Neben diesen offiziellen Veranstaltungen nahm FI gemeinsam mit anderen Gruppen auch an einer Schweigemahnwache für Palästina teil.
Schließlich hielt die NGO Mining Working Group am 17. März eine mündliche Stellungnahme ab, die von FI unterstützt wurde. Die Erklärung hob verschiedene Probleme hervor, die wir in unterschiedlichen Kontexten hinsichtlich der negativen Auswirkungen von Rohstoffgewinnung dokumentiert haben. Wie in der Erklärung festgestellt wurde: „Frauen müssen längere Wege zurücklegen, um Zugang zu sauberem Wasser zu erhalten, mit staubbedeckten Feldfrüchten kämpfen und das Risiko eingehen, geschlechtsspezifischer Gewalt ausgesetzt zu sein.
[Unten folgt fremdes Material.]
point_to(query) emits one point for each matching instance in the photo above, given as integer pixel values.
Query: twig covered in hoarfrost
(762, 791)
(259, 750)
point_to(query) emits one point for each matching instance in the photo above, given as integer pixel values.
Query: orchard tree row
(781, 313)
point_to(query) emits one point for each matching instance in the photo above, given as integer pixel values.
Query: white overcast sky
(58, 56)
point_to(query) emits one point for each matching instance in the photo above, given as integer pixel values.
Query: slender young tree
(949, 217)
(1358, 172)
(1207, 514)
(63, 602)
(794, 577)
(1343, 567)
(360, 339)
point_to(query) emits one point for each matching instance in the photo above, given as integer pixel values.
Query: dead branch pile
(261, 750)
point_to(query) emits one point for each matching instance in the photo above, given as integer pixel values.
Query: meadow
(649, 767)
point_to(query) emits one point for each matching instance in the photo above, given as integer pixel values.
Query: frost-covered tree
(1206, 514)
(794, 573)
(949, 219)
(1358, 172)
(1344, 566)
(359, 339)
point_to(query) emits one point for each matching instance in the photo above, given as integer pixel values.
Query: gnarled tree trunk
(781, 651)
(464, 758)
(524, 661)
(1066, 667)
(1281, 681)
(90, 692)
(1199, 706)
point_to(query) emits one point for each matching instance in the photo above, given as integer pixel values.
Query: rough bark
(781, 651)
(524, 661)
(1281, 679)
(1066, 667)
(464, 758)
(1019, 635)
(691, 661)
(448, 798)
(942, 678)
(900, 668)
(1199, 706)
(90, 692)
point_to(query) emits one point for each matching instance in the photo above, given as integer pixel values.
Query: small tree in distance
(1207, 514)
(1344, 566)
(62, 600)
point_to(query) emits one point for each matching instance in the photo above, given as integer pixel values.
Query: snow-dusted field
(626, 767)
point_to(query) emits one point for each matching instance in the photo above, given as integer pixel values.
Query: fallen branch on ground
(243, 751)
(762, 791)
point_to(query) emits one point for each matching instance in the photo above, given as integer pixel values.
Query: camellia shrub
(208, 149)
Landeroberung, Zwangsräumungen und Zwangsarbeit untergraben die Fähigkeit von Frauen, für sich selbst und ihre Familien zu sorgen. Frauen, die sich als Umwelt- und Menschenrechtsverteidigerinnen gegen Bergbauaktivitäten einsetzen, sind Vergeltungsmaßnahmen, Einschüchterung, sexueller Belästigung und sogar Vergewaltigung und Tod ausgesetzt.“
Weltweit sehen wir, dass Straflosigkeit statt Rechenschaftspflicht vorherrscht – eine inakzeptable Norm.